4 and thirty and three days she doth abide in the blood of her cleansing; against any holy thing she doth not come, and unto the sanctuary she doth not go in, till the fulness of the days of her cleansing.
Daarna moet zij nog drie en dertig dagen in het bloed blijven, waarvan zij gereinigd moet worden; niets heiligs mag zij aanraken noch in het heiligdom komen, eer de dagen van haar reiniging zijn verstreken.
5 'And if a female she bear, then she hath been unclean two weeks, as in her separation; and sixty and six days she doth abide for the blood of her cleansing.
Als ze een meisje krijgt, is ze veertien dagen even onrein als tijdens haar stonden; daarna moet ze nog zes en zestig dagen blijven in het bloed, waarvan ze gereinigd moet worden.
6 'And in the fulness of the days of her cleansing for son or for daughter she doth bring in a lamb, a son of a year, for a burnt-offering, and a young pigeon or a turtle-dove for a sin-offering, unto the opening of the tent of meeting, unto the priest;
Wanneer de dagen van haar reiniging, nodig voor een zoon of dochter, zijn verstreken, moet zij een eenjarig lam als brandoffer en een jonge duif of een tortel als zondeoffer naar den priester brengen bij de ingang van de openbaringstent.

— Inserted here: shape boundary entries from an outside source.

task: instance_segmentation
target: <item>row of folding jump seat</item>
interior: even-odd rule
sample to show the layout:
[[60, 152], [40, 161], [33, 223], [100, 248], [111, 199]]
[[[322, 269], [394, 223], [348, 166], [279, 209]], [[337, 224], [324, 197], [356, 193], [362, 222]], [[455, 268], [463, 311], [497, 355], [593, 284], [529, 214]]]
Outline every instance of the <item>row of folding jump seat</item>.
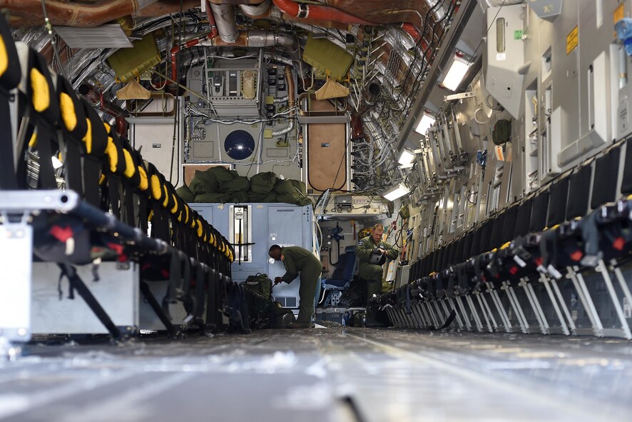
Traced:
[[270, 300], [232, 281], [233, 246], [1, 16], [0, 33], [0, 237], [10, 251], [0, 266], [14, 275], [0, 340], [177, 335], [226, 321], [248, 331], [235, 308]]
[[412, 264], [377, 298], [395, 326], [632, 338], [632, 140]]

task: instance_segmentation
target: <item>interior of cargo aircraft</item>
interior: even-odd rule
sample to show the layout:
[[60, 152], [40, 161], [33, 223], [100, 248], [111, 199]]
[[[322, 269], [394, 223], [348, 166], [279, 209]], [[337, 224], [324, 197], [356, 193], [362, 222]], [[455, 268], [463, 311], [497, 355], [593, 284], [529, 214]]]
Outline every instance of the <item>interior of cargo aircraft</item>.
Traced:
[[631, 420], [632, 0], [0, 36], [0, 421]]

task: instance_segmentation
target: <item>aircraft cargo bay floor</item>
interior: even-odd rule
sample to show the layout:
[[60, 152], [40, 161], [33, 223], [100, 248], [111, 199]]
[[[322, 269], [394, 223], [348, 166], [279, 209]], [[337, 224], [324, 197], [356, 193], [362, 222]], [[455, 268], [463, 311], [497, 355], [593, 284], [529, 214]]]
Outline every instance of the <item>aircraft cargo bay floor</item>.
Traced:
[[629, 421], [632, 344], [334, 327], [118, 346], [29, 345], [0, 363], [0, 420]]

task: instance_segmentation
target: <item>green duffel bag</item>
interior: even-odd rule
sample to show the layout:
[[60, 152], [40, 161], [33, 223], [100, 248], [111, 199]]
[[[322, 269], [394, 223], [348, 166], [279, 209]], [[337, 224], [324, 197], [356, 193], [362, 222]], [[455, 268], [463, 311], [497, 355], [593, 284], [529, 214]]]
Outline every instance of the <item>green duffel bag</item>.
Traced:
[[178, 194], [178, 196], [182, 198], [182, 200], [185, 202], [195, 201], [195, 194], [191, 192], [191, 190], [186, 185], [180, 186], [175, 189], [175, 193]]
[[511, 139], [511, 121], [501, 119], [496, 122], [491, 131], [491, 141], [495, 145], [506, 144]]
[[260, 202], [278, 202], [277, 197], [278, 195], [277, 195], [276, 192], [270, 192], [264, 196]]
[[267, 278], [267, 274], [258, 273], [254, 276], [248, 276], [242, 286], [265, 298], [272, 298], [272, 280]]
[[294, 194], [282, 194], [277, 196], [277, 202], [285, 202], [285, 204], [292, 204], [293, 205], [312, 205], [312, 201], [307, 196], [303, 196], [298, 192]]
[[222, 166], [211, 167], [206, 171], [215, 177], [215, 179], [219, 184], [222, 184], [223, 182], [228, 181], [229, 180], [233, 180], [239, 176], [235, 170], [228, 170]]
[[280, 180], [275, 185], [275, 192], [279, 195], [291, 194], [296, 192], [296, 189], [290, 180]]
[[300, 180], [296, 180], [294, 179], [290, 179], [290, 181], [292, 182], [292, 184], [294, 186], [294, 188], [297, 191], [298, 191], [303, 195], [307, 194], [307, 187], [305, 186], [305, 182], [302, 182]]
[[250, 182], [245, 176], [238, 176], [233, 179], [220, 184], [218, 192], [233, 194], [233, 192], [248, 192], [250, 189]]
[[250, 191], [253, 194], [265, 196], [275, 189], [279, 179], [272, 171], [259, 173], [250, 178]]
[[233, 192], [230, 194], [230, 202], [240, 204], [242, 202], [248, 202], [249, 197], [248, 192]]
[[196, 195], [202, 194], [212, 194], [218, 191], [220, 184], [215, 176], [210, 172], [210, 169], [205, 171], [195, 171], [191, 183], [189, 184], [189, 189]]
[[195, 202], [210, 202], [210, 203], [223, 203], [228, 202], [230, 199], [226, 194], [218, 194], [217, 192], [210, 194], [203, 194], [201, 195], [195, 195]]

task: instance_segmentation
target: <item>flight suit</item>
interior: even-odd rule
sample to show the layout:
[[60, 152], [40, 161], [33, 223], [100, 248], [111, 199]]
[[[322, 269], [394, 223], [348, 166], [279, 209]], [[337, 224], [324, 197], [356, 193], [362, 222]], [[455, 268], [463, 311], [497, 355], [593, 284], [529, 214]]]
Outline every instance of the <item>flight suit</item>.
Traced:
[[320, 280], [322, 264], [313, 253], [300, 246], [287, 246], [281, 249], [281, 260], [285, 266], [285, 273], [281, 280], [290, 283], [300, 273], [300, 286], [298, 288], [300, 301], [297, 322], [310, 323], [314, 313], [314, 298], [316, 287]]
[[382, 266], [371, 263], [371, 251], [375, 248], [382, 248], [386, 251], [386, 256], [389, 259], [394, 259], [399, 254], [399, 251], [388, 242], [381, 241], [376, 243], [372, 236], [365, 237], [358, 242], [356, 248], [356, 256], [358, 258], [358, 272], [360, 277], [367, 280], [367, 303], [371, 300], [373, 295], [379, 295], [382, 291]]

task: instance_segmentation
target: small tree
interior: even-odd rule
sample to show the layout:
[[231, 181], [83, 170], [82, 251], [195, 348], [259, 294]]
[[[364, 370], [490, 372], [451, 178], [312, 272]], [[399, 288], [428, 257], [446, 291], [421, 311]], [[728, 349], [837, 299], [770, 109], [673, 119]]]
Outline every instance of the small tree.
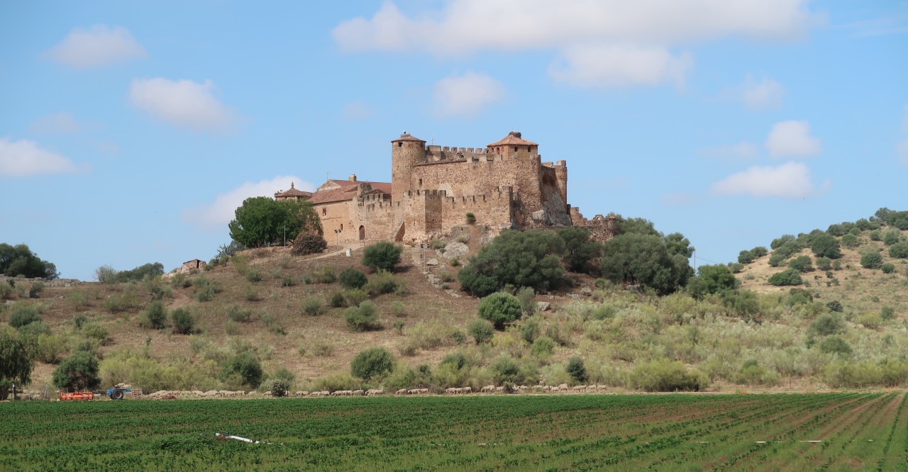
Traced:
[[868, 251], [861, 254], [861, 265], [866, 269], [879, 269], [883, 267], [883, 255], [877, 251]]
[[479, 318], [491, 321], [499, 329], [504, 328], [505, 323], [519, 320], [522, 313], [517, 297], [502, 291], [480, 300], [479, 311]]
[[382, 241], [366, 246], [365, 251], [362, 252], [362, 264], [370, 268], [372, 270], [392, 270], [394, 266], [400, 263], [400, 252], [403, 248], [394, 244], [392, 242], [388, 242], [387, 241]]
[[348, 267], [338, 275], [338, 281], [340, 285], [348, 289], [361, 289], [366, 282], [369, 281], [366, 279], [366, 274], [362, 270], [356, 270], [352, 267]]
[[101, 385], [98, 377], [98, 358], [80, 350], [64, 359], [54, 370], [54, 385], [67, 390], [93, 389]]
[[370, 380], [384, 377], [394, 371], [394, 355], [384, 348], [371, 348], [363, 350], [350, 363], [350, 373], [353, 377]]
[[226, 381], [238, 376], [242, 385], [256, 388], [262, 383], [262, 362], [249, 351], [241, 352], [221, 366], [221, 379]]
[[583, 365], [583, 359], [577, 356], [568, 359], [568, 366], [565, 367], [565, 371], [576, 382], [583, 383], [587, 381], [587, 368]]
[[473, 337], [477, 344], [482, 344], [491, 340], [495, 326], [485, 320], [475, 320], [467, 326], [467, 333]]

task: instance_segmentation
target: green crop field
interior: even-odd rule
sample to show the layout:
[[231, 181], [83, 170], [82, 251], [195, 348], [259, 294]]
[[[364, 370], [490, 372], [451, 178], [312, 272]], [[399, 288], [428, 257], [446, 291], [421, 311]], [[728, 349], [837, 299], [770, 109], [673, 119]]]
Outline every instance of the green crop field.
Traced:
[[905, 398], [5, 403], [0, 470], [908, 470]]

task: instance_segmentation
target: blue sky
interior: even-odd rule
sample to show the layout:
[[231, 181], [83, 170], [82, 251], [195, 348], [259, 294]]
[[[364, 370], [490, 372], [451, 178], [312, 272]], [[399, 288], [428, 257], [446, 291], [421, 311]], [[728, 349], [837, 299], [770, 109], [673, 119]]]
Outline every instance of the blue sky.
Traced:
[[316, 5], [5, 3], [0, 241], [83, 280], [207, 260], [245, 197], [390, 182], [403, 130], [520, 131], [701, 263], [908, 209], [906, 2]]

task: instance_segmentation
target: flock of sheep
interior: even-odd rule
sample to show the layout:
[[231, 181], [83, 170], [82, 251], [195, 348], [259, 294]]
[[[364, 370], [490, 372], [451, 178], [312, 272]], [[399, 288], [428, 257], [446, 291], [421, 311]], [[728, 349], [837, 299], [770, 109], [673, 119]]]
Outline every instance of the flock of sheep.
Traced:
[[[569, 387], [568, 384], [561, 384], [558, 387], [549, 387], [548, 385], [536, 385], [533, 387], [527, 387], [526, 385], [520, 385], [513, 387], [511, 389], [508, 389], [504, 386], [496, 387], [494, 385], [487, 385], [482, 388], [479, 388], [479, 393], [545, 393], [545, 392], [574, 392], [574, 393], [587, 393], [592, 391], [598, 391], [606, 389], [605, 385], [577, 385], [574, 387]], [[287, 392], [289, 395], [291, 392]], [[394, 392], [395, 395], [428, 395], [429, 393], [429, 388], [400, 388]], [[457, 394], [471, 394], [473, 393], [473, 388], [470, 387], [451, 387], [446, 388], [445, 394], [457, 395]], [[384, 395], [385, 391], [380, 388], [370, 388], [368, 390], [316, 390], [316, 391], [307, 391], [300, 390], [293, 392], [291, 395], [293, 397], [373, 397], [377, 395]], [[253, 395], [259, 395], [258, 392], [251, 391], [244, 392], [242, 390], [231, 391], [231, 390], [159, 390], [154, 393], [149, 394], [147, 397], [149, 398], [155, 399], [173, 399], [178, 398], [187, 398], [187, 397], [196, 397], [201, 398], [240, 398], [240, 397], [250, 397]], [[264, 392], [261, 394], [262, 397], [271, 397], [271, 392]]]

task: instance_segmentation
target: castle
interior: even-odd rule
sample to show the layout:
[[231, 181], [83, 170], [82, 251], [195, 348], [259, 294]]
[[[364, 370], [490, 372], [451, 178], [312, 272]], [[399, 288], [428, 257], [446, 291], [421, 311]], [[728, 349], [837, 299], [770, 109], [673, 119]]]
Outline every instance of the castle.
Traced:
[[611, 235], [613, 217], [583, 218], [568, 204], [565, 161], [543, 162], [539, 145], [511, 132], [485, 148], [426, 145], [404, 132], [391, 141], [391, 182], [328, 180], [314, 192], [293, 188], [277, 200], [307, 200], [330, 242], [428, 241], [467, 222], [494, 233], [587, 226]]

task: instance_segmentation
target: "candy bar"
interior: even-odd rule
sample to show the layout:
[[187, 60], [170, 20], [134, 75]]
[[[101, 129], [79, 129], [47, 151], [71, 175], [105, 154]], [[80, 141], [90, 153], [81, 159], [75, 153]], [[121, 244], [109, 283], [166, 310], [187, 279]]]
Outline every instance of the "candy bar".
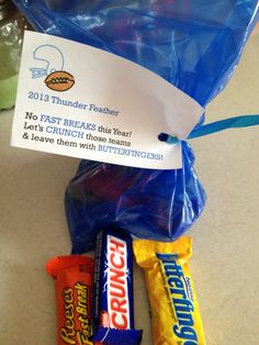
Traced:
[[92, 345], [94, 260], [79, 255], [55, 257], [47, 263], [46, 270], [56, 278], [57, 344]]
[[188, 263], [191, 238], [172, 243], [136, 240], [133, 246], [145, 271], [154, 344], [205, 345]]
[[95, 256], [94, 342], [137, 345], [134, 330], [133, 253], [131, 237], [119, 231], [99, 233]]

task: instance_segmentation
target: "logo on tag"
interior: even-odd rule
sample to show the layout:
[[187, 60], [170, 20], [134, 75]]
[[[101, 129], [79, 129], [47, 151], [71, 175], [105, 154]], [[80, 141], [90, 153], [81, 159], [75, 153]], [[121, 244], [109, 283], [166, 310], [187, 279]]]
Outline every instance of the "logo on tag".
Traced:
[[45, 77], [45, 85], [54, 91], [67, 91], [74, 84], [71, 74], [64, 70], [63, 52], [55, 45], [44, 44], [33, 52], [35, 66], [30, 68], [32, 79]]

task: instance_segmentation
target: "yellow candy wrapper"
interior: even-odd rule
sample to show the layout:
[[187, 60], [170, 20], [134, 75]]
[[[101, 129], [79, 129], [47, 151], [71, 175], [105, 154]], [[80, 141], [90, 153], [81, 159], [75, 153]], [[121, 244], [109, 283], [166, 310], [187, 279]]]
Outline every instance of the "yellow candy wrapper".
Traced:
[[145, 271], [155, 345], [205, 345], [202, 320], [189, 270], [192, 240], [133, 242]]

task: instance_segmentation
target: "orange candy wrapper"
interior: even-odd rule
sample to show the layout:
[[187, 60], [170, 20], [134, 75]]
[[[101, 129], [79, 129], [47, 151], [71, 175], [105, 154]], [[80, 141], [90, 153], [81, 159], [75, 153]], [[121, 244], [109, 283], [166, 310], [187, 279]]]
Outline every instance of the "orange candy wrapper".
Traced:
[[94, 260], [69, 255], [50, 259], [46, 271], [56, 279], [57, 345], [92, 345], [91, 300]]

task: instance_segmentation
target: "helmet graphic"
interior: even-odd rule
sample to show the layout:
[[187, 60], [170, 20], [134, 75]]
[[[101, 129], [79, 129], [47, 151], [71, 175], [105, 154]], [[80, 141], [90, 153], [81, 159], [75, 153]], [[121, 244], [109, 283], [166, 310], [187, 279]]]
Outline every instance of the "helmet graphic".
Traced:
[[33, 52], [35, 67], [30, 68], [32, 78], [46, 77], [56, 70], [64, 68], [64, 55], [61, 51], [50, 44], [40, 45]]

7 and he hath brought it near before Jehovah, and hath made atonement for her, and she hath been cleansed from the fountain of her blood; this [is] the law of her who is bearing, in regard to a male or to a female.
Deze zal ze voor het aanschijn van Jahweh brengen en voor haar verzoening verkrijgen; zo zal zij van haar bloedvloeiing worden gereinigd. Dit is de wet voor de vrouw, die een jongen of een meisje heeft gebaard.
8 'And if her hand find not the sufficiency of a sheep, then she hath taken two turtle-doves, or two young pigeons, one for a burnt-offering, and one for a sin-offering, and the priest hath made atonement for her, and she hath been cleansed.'
Zo ze geen schaap kan bekostigen, moet ze twee tortels of twee jonge duiven nemen; de een voor het brandoffer, de ander voor het zondeoffer. En de priester zal verzoening voor haar verkrijgen en zo zal ze worden gereinigd.